- Vraniq Location within Kosovo
- Coordinates: 42°25′46″N 20°28′36″E﻿ / ﻿42.42954357192483°N 20.476678580150857°E
- Location: Kosovo
- District: Gjakova
- Municipality: Gjakova

Population (2024)
- • Total: 183
- Time zone: UTC+1 (CET)
- • Summer (DST): UTC+2 (CEST)

= Vraniq, Gjakova =

Vraniq (Жабељ) is a village in District of Gjakova, Kosovo. Vraniq is situated nearby to the villages Beci and Doblibare. The village is also known as Vranesh since after the war.

== History ==

The village was possibly mentioned in the Ottoman defters of 1485 as Vraniq with 12 homes.
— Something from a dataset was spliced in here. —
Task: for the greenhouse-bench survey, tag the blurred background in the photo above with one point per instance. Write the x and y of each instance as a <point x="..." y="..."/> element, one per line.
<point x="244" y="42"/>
The anthroponomy of the inhabitants of the village indicates it was inhabited by a Christian Albanian population, and the inhabitants of Vraniq bore Albanian names: Gjin son of Nikolla', 'Gjin son of Andrija', 'Nenko son of Progon', 'Nenko son of Gjin', 'Progon son of Gjon', 'Pepa son of Leka', 'Leka brother of Gjon', 'Andrija, son of Leka', 'Pepa, son of Mara', 'Leka son of Todor.